Titus fit connaître ce qu'il appela la
mystique-de-l'ordinaire, grâce à de nombreuses
publications, tant populaires que scientifiques. À
l’occasion de la béatification de sainte Thérèse de
Lisieux il écrivit:
"Généralement on
attend quelque chose de spécial d'un saint, quelque
chose qui sorte de l'ordinaire, quelque chose qu'on
pourrait appeler le poème de la vie du saint. Ici,
pourtant, on voit la sainteté si prosaïque et ordinaire
que, de l'extérieur, on n'y voit pas la sainteté. Mais,
précisément, c'est cela la vraie sainteté."
Titus ne se contentait pas de donner des cours à ses
étudiants; il abordait avec eux leurs problèmes de vie
et les grandes questions du jour, comme bientôt le
nazisme. Il se lança dans le journalisme, ayant constaté
le manque d’instruction de beaucoup de chrétiens et même
de journalistes catholiques. Sa charité s’étendit encore
aux chrétiens non-catholiques via l’œcuménisme. De plus
il était un confesseur très populaire.
Notons qu'à Nimègue, il fut de 1926 à 1929 le prieur
d'une petite communauté de Carmes étudiants, puis en
1929, il fonda un couvent plus important, Doddendaal.
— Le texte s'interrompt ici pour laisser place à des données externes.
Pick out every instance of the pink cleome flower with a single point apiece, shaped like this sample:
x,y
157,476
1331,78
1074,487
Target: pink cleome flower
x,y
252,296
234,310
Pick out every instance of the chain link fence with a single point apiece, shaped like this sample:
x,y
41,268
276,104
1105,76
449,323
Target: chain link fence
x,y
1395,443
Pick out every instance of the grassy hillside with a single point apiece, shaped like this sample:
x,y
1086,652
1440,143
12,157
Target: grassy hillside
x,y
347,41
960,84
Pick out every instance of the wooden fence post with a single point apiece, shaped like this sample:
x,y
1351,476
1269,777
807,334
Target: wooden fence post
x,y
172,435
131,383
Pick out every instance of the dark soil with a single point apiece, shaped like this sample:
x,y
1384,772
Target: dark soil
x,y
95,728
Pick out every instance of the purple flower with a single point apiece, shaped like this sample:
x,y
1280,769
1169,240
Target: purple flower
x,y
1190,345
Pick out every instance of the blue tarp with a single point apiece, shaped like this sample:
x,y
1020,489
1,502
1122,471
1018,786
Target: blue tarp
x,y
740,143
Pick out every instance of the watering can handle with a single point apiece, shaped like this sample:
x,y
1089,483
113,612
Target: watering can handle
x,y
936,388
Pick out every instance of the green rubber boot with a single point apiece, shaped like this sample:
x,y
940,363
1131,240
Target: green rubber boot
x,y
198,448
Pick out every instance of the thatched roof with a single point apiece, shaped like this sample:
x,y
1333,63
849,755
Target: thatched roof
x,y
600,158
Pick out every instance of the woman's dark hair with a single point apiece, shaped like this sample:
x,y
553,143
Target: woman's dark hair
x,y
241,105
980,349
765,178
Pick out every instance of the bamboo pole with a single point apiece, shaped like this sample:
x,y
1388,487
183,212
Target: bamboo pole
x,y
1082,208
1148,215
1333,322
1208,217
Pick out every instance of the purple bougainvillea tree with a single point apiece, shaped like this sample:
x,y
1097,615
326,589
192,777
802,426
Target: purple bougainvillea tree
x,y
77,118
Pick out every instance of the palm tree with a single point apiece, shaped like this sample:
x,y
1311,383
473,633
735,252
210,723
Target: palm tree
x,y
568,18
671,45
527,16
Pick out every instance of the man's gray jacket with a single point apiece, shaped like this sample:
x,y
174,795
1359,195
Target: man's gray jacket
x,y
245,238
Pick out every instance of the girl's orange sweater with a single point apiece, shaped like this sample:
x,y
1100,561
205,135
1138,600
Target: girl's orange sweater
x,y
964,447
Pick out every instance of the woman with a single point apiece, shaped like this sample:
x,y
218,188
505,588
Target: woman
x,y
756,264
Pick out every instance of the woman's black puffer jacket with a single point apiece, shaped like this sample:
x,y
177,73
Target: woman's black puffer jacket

En 1927, il devint le cofondateur du journal religieux
Ons geestelijk erf (« Notre patrimoine
spirituel »).
En
1932, Titus prononça son discours inaugural de Recteur
de l'université. Il déclara que "Dieu n'est pas une
chimère, mais vit en tout ce qui existe." Son livre
Itinéraire spirituel du Carmel fut traduit en
français. Durant l'été 1935, Titus donna des conférences
en Amérique sur la mystique du Carmel. Il prit la parole
à l'Université de Washington, dans des collèges à
Chicago, Niagara Falls et Middletown, ainsi que dans les
couvents des Carmes, dont ceux de New-York et
d’Allentown. Durant son voyage en Amérique du Nord, il
séjourna au monastère de Niagara Falls. L'immensité de
la nature et la splendeur des chutes le plongaient dans
le mystère de Dieu Créateur.
Titus est connu comme un grand mystique "du terrain".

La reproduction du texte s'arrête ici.